What’s also right there is a snapshot of women’s roles and rights under revision in society — we called it “women’s lib” back then — and the Republican Party’s response to the change underway. I went back through these clips and others as much to learn about the party’s identity shift as to learn about my emerging voice. I’ve been trying for 18 months now to report an answer to this persistent question: “Why are we still talking about birth control and abortion in 2012?”
On the one hand, in the Lancaster Intelligencer, here is a large photograph of a guest of honor at a Republican women’s event. She is “looking pert and pretty” in “a two-piece double-knit pink ensemble accented with a gold necklace” and remaining “poised and cool as she weaved her way among the crowds . . . to answer questions about her family.” She is Mrs. John Eisenhower; her first name is never given.

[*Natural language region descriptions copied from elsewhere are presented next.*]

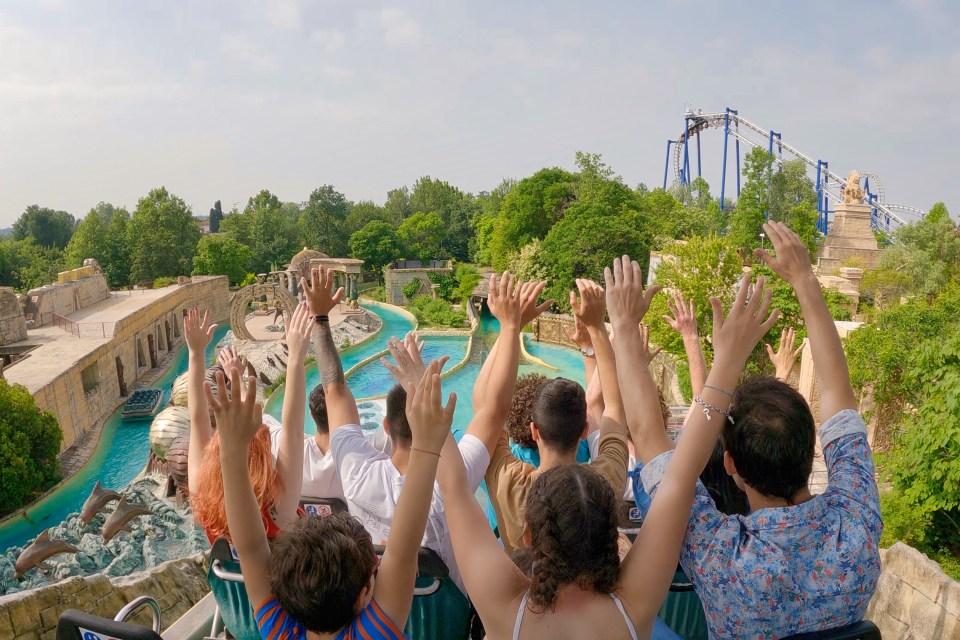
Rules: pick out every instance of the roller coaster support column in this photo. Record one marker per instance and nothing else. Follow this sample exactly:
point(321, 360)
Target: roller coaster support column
point(666, 165)
point(723, 173)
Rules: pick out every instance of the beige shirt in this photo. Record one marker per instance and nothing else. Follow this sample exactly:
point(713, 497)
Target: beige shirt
point(509, 481)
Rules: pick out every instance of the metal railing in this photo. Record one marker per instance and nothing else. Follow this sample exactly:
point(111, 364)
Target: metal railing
point(83, 329)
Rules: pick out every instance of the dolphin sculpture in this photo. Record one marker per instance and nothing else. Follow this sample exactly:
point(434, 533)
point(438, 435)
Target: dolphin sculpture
point(40, 550)
point(124, 513)
point(97, 500)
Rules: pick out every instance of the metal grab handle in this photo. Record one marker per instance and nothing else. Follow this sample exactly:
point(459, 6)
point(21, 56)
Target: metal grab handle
point(136, 604)
point(229, 576)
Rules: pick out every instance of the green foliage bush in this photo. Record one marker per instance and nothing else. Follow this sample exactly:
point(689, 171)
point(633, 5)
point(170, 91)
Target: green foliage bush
point(29, 447)
point(437, 312)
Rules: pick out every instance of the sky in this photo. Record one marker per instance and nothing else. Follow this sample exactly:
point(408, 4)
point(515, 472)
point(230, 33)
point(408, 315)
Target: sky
point(216, 100)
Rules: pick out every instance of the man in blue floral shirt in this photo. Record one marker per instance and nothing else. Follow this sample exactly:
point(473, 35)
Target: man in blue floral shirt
point(797, 562)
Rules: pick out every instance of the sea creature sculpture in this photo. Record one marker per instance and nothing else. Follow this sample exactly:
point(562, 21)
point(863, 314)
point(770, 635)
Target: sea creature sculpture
point(39, 551)
point(124, 513)
point(96, 501)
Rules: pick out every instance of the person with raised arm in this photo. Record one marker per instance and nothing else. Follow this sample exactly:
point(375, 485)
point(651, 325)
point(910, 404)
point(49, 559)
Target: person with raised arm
point(559, 422)
point(577, 587)
point(277, 483)
point(797, 562)
point(785, 357)
point(321, 579)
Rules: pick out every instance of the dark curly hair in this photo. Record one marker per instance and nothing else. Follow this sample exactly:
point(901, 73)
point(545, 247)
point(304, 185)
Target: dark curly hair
point(319, 567)
point(521, 409)
point(572, 517)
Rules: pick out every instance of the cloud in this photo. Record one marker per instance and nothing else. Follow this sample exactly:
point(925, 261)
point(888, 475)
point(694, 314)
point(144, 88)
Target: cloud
point(283, 14)
point(399, 28)
point(331, 40)
point(239, 48)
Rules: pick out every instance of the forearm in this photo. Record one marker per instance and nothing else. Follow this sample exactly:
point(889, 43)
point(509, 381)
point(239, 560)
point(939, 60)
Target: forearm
point(200, 428)
point(290, 455)
point(327, 356)
point(698, 364)
point(826, 348)
point(607, 369)
point(642, 405)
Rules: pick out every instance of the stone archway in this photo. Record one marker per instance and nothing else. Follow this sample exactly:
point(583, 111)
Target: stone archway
point(274, 291)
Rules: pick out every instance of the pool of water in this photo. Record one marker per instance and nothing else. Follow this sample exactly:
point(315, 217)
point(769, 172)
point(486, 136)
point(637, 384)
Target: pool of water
point(120, 455)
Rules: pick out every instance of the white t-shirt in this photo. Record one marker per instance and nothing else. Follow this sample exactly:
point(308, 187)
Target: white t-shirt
point(320, 477)
point(372, 484)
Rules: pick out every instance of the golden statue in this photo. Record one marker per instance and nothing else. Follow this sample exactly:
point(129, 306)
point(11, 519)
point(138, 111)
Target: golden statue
point(852, 191)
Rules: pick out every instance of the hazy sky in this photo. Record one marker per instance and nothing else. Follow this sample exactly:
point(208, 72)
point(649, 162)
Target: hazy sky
point(217, 100)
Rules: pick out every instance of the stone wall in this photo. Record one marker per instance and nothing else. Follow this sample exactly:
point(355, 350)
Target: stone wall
point(915, 599)
point(118, 365)
point(13, 324)
point(65, 298)
point(176, 585)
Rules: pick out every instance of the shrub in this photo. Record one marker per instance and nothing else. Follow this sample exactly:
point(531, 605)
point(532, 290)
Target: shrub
point(29, 446)
point(434, 311)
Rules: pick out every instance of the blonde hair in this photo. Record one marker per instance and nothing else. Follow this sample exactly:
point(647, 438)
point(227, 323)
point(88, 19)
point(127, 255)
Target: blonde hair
point(209, 509)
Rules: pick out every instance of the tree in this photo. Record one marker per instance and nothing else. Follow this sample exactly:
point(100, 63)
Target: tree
point(48, 227)
point(322, 221)
point(927, 252)
point(221, 255)
point(363, 213)
point(163, 237)
point(421, 236)
point(377, 245)
point(29, 447)
point(456, 210)
point(216, 215)
point(585, 241)
point(527, 212)
point(753, 203)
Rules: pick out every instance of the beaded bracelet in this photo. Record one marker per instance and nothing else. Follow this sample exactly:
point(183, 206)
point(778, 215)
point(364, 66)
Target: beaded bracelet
point(707, 408)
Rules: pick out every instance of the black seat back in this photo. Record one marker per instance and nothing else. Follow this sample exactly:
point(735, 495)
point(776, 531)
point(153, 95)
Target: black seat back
point(79, 625)
point(322, 506)
point(863, 630)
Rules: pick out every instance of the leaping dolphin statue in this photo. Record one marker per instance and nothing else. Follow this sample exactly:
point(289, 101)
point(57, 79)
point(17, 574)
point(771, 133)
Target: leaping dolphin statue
point(124, 513)
point(40, 550)
point(97, 500)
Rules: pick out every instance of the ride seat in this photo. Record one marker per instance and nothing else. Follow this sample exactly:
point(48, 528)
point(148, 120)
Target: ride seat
point(80, 625)
point(863, 630)
point(439, 609)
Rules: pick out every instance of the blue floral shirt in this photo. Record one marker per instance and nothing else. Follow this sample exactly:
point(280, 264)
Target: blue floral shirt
point(781, 571)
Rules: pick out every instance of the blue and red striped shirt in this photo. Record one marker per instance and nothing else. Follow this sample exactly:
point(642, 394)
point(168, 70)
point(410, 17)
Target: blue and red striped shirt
point(371, 624)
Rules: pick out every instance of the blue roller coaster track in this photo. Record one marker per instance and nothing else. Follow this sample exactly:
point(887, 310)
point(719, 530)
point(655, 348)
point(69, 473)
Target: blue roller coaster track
point(829, 185)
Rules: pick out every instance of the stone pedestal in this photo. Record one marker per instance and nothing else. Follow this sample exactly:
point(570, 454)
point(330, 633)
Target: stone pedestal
point(850, 237)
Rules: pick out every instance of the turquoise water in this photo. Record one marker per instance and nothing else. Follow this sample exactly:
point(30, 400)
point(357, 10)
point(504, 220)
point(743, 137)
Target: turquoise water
point(120, 455)
point(124, 444)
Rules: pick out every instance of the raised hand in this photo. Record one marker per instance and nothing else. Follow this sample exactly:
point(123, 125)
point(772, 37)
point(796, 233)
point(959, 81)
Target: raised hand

On the other hand, here is a former Senate candidate, Mrs. Lenore Romney, whose son will accept the RepublicanParty’s presidential nomination Thursday night, applying pressure — genteel, ladylike, white-gloved, yes, but pressure — as part of an effort to get a plank in the platform calling for legal abortion.
Among the pounds of paper I distributed was the platform that did pass, and the 700-word separate section on “equal rights for women” is startling to read now:
“The Administration will . . . continue its strong efforts to open equal opportunities for women, recognizing clearly that women are often denied such opportunities today,” it begins, and then pledges to support passage of the Equal Rights Amendment to the Constitution, fight against sex discrimination and for equal pay, and appoint women to positions of greater power, including to the Supreme Court.
For the GOP in 1972, these were not just promises: The ferment and bra-burning of the 1960s were consolidated into real change in the ’70s. The executive and legislative branches already had written historical gains for women into policy and law, and the Supreme Court the next year would make equal job access and the right to abortion the law of the land.